Un système surveillance jugé « Excessif et intrusif » de l'activité et des performances de salariés affectés à la logistique, voilà résumés les griefs de la CNIL qui l'ont conduite à infliger une amende de 32 millions d'euros à Amazon France.
Des missions de contrôle avaient été effectuées à la suite de plaintes de salariés des entrepôts d'Amazon et d'articles de presse. Dans son bilan, la Commission Nationale de l’Informatique et des Libertés s'est émue du suivi très précis et constant des tâches effectuées par les manutentionnaires sur les chaines de stockage des articles et de préparation des commandes ainsi que du délai de rétention des données individuelles.
Trois indicateurs de performances ont été jugés illégaux. Le premier, surnommé « Stow Machine Gun » en interne, s'appuie sur l'utilisation du scanner pour identifier les articles. Lorsqu'un salarié scanne un produit en moins de 1,25 seconde après le précédent, une erreur est consignée. Pour Amazon, ce délai est jugé trop court et potentiellement source d'erreur dans la manipulation.
Le deuxième indicateur, dit « idle time », signale des périodes d'interruption du scanner (et donc de celui qui le manipule) de 10 minutes ou plus. Quant au troisième indicateur, « temps de latence inférieurs à dix minutes », comme son nom l'indique, il alerte sur une inactivité du scanner entre 1 à 10 minutes.
Sans remettre en cause la nécessité pour Amazon de pouvoir surveiller précisément les flux et les opérations au sein de ses entrepôts, la CNIL considère ce suivi de l'activité du salarié, quasiment à la seconde près, « excessivement intrusif ». Tout comme l'est le mois entier durant lequel ces données issues des scanners sont conservées. Pour la CNIL, les objectifs de qualité d'Amazon peuvent être remplis avec une rétention hebdomadaire.
À ces constats, la Cnil en a ajouté d'autres : un manque d'information, par voie d'affichage notamment, des salariés et des visiteurs extérieurs quant à la vidéosurveillance dont ils font l'objet ; une trop faible sécurisation du logiciel de vidéosurveillance avec un mot de passe jugé trop peu robuste et partagé entre plusieurs utilisateurs :
Ce cumul de défauts de sécurité rend la traçabilité des accès aux images vidéo, ainsi que l’identification de chaque personne ayant effectué des actions sur le logiciel, plus difficiles.

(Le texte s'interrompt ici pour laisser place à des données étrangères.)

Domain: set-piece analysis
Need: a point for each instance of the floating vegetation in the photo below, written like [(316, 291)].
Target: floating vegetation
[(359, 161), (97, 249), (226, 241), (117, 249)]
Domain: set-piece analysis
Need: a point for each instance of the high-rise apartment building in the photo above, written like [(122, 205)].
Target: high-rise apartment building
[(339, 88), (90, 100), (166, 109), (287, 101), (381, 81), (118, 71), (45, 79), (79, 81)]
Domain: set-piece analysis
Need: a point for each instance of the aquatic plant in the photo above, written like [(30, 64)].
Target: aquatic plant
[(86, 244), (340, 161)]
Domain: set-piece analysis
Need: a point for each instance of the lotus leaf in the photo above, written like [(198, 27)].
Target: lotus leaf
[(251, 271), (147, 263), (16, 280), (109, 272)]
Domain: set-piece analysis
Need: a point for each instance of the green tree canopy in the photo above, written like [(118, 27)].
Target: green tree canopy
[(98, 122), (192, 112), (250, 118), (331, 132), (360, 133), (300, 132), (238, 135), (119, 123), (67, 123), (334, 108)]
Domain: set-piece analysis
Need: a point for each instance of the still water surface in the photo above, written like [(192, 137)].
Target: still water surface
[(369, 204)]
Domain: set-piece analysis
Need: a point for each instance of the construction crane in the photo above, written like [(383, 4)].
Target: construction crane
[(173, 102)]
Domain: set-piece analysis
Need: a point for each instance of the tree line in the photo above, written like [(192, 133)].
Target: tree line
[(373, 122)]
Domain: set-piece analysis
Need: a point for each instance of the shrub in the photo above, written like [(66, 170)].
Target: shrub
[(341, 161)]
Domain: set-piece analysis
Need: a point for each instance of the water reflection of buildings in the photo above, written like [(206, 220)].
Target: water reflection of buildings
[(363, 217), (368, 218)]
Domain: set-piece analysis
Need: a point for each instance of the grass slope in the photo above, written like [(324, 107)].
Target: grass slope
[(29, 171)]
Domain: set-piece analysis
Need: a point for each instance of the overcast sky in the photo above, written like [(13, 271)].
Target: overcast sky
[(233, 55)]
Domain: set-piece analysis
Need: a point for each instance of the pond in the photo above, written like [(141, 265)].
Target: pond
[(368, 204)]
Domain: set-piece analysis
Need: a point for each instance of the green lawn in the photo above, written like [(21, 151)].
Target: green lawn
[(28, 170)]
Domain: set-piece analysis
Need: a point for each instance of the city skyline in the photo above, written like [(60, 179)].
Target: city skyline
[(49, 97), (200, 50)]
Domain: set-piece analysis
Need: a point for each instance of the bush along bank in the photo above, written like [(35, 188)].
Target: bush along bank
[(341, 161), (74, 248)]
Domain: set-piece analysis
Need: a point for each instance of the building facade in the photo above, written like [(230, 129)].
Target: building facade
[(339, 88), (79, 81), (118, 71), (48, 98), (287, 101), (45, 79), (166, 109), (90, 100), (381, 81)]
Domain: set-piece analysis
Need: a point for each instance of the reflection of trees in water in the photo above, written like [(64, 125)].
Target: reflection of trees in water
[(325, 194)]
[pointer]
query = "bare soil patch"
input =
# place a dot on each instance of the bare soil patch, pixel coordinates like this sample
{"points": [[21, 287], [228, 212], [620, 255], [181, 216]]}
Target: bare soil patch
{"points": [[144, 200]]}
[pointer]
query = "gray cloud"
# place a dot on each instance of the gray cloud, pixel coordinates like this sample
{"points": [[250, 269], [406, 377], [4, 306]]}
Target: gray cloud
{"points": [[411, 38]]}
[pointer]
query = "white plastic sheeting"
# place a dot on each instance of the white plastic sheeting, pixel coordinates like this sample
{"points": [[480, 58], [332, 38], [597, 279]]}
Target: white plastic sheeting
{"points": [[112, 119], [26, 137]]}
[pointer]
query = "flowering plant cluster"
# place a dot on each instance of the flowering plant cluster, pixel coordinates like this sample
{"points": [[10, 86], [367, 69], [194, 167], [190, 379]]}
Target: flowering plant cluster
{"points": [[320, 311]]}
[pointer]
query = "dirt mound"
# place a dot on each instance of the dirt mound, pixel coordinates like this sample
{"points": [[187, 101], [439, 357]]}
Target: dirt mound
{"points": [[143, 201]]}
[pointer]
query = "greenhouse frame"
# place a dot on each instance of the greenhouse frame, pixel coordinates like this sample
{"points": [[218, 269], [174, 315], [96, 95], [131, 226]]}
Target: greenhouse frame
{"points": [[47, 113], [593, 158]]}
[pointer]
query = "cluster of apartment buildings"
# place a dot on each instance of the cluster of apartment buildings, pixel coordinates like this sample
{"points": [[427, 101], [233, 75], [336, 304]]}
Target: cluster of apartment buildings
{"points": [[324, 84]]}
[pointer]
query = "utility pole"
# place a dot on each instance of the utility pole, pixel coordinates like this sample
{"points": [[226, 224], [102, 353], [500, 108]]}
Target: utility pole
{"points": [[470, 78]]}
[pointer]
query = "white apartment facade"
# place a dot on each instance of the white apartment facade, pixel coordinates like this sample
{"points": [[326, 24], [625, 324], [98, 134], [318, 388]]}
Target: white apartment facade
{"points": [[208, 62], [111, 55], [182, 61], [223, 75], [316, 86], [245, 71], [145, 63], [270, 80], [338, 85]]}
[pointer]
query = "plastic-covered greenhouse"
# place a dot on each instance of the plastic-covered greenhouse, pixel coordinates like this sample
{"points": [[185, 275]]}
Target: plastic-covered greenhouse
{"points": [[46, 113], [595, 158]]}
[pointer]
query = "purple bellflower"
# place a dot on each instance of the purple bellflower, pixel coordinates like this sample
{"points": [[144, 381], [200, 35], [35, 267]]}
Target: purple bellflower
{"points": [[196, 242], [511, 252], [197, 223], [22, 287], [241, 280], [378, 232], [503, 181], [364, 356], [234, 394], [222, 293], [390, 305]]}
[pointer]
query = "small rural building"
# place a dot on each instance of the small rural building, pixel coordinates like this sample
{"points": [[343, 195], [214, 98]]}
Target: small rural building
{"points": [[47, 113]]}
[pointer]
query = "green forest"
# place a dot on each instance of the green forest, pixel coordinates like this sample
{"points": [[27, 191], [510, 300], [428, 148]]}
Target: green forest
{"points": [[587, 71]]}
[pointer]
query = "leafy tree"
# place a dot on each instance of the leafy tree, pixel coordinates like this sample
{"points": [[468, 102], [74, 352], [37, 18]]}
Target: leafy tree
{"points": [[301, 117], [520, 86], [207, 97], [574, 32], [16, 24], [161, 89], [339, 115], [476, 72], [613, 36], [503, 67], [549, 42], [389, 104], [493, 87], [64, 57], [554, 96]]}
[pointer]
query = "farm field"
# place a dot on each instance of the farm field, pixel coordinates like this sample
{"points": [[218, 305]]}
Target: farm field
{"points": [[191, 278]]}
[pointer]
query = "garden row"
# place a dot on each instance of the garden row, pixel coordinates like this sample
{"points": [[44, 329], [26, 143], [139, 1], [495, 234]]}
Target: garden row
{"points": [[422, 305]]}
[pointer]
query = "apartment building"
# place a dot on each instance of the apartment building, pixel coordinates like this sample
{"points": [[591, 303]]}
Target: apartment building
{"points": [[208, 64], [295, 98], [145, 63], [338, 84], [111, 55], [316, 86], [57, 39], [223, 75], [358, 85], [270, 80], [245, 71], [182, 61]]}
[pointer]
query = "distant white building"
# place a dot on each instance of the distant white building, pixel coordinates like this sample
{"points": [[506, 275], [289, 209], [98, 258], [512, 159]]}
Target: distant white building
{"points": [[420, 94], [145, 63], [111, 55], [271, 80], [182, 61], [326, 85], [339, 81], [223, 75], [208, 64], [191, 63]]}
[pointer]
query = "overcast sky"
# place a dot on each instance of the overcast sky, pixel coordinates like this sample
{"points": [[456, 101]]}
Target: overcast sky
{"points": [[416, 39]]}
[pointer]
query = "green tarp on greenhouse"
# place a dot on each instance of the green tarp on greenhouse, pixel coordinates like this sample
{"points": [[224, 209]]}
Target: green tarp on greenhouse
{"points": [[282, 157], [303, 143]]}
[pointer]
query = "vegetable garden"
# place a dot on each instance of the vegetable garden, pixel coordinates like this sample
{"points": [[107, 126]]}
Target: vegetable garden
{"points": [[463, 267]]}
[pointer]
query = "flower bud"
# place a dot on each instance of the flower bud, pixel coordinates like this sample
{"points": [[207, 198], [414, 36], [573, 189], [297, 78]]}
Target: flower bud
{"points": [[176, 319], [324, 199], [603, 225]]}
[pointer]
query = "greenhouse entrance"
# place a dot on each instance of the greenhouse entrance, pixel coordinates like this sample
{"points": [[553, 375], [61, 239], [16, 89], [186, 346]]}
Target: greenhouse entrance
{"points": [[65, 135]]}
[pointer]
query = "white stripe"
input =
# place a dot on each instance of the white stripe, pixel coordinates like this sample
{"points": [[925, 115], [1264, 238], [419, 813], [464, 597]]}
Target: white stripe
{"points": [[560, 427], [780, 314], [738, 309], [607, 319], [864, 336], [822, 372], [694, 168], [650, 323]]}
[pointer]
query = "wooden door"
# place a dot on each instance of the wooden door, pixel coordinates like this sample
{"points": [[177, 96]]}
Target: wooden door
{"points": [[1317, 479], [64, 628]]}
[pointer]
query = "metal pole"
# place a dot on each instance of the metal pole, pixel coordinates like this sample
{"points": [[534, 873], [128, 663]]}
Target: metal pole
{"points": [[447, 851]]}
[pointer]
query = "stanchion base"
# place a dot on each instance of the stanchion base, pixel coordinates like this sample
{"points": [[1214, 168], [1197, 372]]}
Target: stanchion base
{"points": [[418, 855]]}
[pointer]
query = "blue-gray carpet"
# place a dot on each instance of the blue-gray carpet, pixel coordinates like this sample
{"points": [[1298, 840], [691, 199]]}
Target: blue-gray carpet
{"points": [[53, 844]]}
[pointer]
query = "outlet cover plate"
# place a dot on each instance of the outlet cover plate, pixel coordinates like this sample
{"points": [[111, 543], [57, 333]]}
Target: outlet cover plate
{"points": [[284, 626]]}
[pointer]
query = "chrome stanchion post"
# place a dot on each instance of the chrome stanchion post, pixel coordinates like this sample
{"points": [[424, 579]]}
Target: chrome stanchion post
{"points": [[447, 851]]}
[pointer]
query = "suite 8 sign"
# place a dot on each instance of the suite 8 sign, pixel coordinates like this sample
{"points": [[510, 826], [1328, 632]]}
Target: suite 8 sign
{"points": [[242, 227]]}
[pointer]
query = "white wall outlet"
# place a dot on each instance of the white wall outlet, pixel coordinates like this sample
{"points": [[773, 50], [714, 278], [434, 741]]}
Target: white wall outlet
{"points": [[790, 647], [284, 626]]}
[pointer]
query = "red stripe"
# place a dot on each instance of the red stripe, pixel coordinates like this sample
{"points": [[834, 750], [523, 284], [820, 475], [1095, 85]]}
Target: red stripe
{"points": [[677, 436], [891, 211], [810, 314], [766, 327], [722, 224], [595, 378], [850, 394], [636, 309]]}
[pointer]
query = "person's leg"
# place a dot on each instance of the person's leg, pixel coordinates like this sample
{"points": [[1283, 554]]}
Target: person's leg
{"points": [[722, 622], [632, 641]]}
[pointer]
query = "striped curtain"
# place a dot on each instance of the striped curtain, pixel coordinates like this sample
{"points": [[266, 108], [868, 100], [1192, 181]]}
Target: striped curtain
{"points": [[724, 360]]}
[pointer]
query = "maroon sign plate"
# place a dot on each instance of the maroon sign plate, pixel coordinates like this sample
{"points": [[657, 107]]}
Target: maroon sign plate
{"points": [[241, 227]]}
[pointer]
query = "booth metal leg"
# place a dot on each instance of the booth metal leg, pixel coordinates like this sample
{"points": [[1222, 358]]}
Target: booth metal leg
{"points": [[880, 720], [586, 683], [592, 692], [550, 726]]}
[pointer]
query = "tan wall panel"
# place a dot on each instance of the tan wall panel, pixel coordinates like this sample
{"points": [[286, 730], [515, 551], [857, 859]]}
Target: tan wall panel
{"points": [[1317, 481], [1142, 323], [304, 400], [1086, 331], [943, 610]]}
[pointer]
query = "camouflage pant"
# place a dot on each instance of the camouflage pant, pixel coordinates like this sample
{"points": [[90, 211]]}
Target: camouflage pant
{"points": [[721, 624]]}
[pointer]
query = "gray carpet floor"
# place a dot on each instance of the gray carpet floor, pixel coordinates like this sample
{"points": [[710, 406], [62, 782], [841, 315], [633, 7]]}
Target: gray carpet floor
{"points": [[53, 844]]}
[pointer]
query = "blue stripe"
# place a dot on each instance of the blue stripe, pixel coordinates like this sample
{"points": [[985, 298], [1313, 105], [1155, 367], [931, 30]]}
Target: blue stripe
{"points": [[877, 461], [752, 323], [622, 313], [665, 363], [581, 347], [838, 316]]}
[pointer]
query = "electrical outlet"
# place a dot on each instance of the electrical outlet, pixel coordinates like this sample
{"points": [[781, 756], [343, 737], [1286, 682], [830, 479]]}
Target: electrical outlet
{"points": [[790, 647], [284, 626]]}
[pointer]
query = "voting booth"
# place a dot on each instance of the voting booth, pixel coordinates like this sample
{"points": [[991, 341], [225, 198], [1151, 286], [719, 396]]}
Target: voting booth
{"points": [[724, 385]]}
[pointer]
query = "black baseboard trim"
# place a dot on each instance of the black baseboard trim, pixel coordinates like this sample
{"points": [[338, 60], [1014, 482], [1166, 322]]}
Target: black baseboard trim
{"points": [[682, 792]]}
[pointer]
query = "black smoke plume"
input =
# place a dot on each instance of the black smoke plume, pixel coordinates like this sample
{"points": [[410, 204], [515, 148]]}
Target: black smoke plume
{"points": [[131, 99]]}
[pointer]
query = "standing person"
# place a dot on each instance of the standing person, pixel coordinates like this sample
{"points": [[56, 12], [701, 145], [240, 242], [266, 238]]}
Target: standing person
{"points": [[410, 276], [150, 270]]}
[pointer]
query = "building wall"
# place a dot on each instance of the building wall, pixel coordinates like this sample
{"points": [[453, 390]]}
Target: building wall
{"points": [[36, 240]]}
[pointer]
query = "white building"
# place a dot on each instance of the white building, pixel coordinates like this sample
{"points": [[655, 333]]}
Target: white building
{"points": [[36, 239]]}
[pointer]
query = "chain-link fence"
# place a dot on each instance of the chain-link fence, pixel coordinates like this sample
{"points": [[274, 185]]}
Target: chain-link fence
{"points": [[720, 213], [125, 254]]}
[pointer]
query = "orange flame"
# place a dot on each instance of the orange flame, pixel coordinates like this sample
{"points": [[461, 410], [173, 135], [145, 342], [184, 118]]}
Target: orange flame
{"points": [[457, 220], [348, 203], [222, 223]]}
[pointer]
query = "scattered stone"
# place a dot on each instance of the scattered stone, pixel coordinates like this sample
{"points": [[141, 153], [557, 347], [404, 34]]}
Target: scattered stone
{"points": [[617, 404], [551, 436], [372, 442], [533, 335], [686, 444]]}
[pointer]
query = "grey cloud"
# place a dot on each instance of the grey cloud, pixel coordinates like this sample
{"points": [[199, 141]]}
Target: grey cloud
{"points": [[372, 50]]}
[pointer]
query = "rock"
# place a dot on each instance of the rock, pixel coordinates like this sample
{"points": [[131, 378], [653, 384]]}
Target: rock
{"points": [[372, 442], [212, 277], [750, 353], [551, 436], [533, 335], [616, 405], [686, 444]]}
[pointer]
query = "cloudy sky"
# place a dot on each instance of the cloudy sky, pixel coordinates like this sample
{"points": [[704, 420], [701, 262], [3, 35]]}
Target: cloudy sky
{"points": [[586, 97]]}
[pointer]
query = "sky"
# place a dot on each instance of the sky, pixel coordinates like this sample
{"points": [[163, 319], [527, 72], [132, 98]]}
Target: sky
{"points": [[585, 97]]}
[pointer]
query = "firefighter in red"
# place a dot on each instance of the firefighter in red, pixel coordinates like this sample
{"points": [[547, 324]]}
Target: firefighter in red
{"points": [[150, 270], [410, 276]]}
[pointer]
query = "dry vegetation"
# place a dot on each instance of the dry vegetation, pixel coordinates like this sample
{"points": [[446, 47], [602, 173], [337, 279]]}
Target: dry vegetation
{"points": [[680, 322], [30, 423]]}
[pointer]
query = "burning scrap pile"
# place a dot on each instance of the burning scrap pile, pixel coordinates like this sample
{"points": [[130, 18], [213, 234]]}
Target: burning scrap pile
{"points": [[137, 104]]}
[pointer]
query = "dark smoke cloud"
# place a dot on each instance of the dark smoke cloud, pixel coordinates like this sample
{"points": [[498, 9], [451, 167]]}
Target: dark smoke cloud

La Cnil a donc décidé d'une amende équivalente à environ 3 % du chiffre d'affaires de l'entreprise en France, sur un maximum possible de 4 %. Amazon, en réponse, s'est dit en « profond désaccord » avec les conclusions du gendarme français de la vie privée et n'exclut pas de faire appel. Dans son communiqué, le groupe justifie son mode de fonctionnement dans ses entrepôts, tout en procédant à des modifications.
À propos du « Stow Machine Gun » il s'agit de veiller à ce que « Chaque article soit correctement inspecté avant d'être stocké, et ce afin de garantir que nos clients reçoivent le produit qu'ils ont commandé dans l'état auquel ils s'attendent […] Il est en effet important que les salariés prennent le temps nécessaire pour inspecter correctement chaque article avant de l’entreposer, et de le faire dans le respect des consignes de sécurité, notamment en adoptant les bonnes postures », écrit Amazon. S'agissant de l'indicateur « idle time », il aiderait à repérer une « défaillance continue et anormale » dans la chaine, qu'il s'agisse d'un dysfonctionnement technique ou d'un accident du salarié.
Néanmoins, Amazon, suivant les observations de la CNIL, va désactiver le premier indicateur et passer le seuil de déclenchement du second de 10 à 30 minutes.